Effective Data Governance Can Only Exist Within Data Orchestration
Data Governance tools and Governance Solutions exist “Ex-post” and cannot prevent changes to errors
Introduction
There’s an increasing focus on Data Governance and the concept of Control and Security in the data world. In Tomasz Tunguz’ latest post, we see that amongst all the data-adjacent software categories, security and “data as a service” businesses are growing at 29% and 23% percent respectively, far higher than other categories of software type. This is interesting, as it evidences a clear demand for security and control in public markets, for generally larger companies with bigger customers, which should be indicative of the demand for such services in smaller companies within tech and beyond.
The natural question is:
How can data practitioners, data engineers, and data architects implement appropriate security measures when both building data teams but also building data companies?
In this article, I’ll argue it will be by doing something never done before: introducing the concept of governance and monitoring into the orchestration layer. There are various tools out there that claim to solve governance, however they are in many regards ex-post and not preventative. I believe something as important as security and governance deserves both a preventative and reactive element, and in this article I’ll show you how.
Definitions
Before launching into Data Governance, we should define what it is and what it’s for. I define Data Governance as:
The practice of ensuring data is stored, used, accessed and shared correctly within legal and operational guidelines
Google define it as:
Data governance is a principled approach to managing data during its life cycle, from acquisition to use to disposal.

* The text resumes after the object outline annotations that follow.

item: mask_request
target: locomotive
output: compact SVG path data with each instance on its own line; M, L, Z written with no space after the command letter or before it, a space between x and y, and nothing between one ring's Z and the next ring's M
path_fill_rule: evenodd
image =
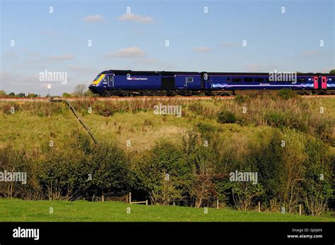
M281 89L333 94L335 74L109 70L99 73L89 89L101 96L227 95Z

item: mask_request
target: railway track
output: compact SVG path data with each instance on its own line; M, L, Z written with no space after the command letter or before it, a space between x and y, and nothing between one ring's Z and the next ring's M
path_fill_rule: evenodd
M303 98L311 99L311 98L335 98L335 95L300 95ZM76 101L76 100L100 100L100 101L129 101L129 100L170 100L171 99L174 100L210 100L213 98L218 100L234 100L235 97L235 95L231 96L174 96L174 97L168 97L168 96L136 96L136 97L69 97L66 98L68 101ZM11 97L11 98L1 98L0 102L48 102L50 101L54 102L60 102L63 101L64 99L61 97L55 97L52 98L47 97L35 97L35 98L23 98L23 97Z

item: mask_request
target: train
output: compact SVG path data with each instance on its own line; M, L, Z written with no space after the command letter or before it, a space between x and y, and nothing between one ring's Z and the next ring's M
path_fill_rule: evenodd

Personally, I prefer my definition. It should be evident that the proper storage, use, access and sharing protocols applied to data have numerous benefits such as efficacy (the right data is used), risk management (in the case of PII, it’s distribution is monitored and controlled) and efficiency (there is no duplication of work due to effective governance).
With these in place, let’s analyse data governance tools with respect to these definitions.
The current state of play — data hindsight
For the most part, there are no dedicated “Data Governance Tools”. There are, however, Data Catalogs, such as Collibra, Atlan, and Alation. Architecturally, these tools are structured in a fairly straightforward way. Users give Catalogs credentials, and the permission to fetch metadata. These catalogs collate metadata, clean it and harmonise it to a data model that makes sense. This allows catalogs to present data pipeline metadata via aesthetically-pleasing UIs and to offer features like data lineage. Data Catalogs are traditionally expensive tools designed for enterprises, however there are lots of new “Lightweight” catalogs accessible to smaller companies, like Secoda and CastorDoc.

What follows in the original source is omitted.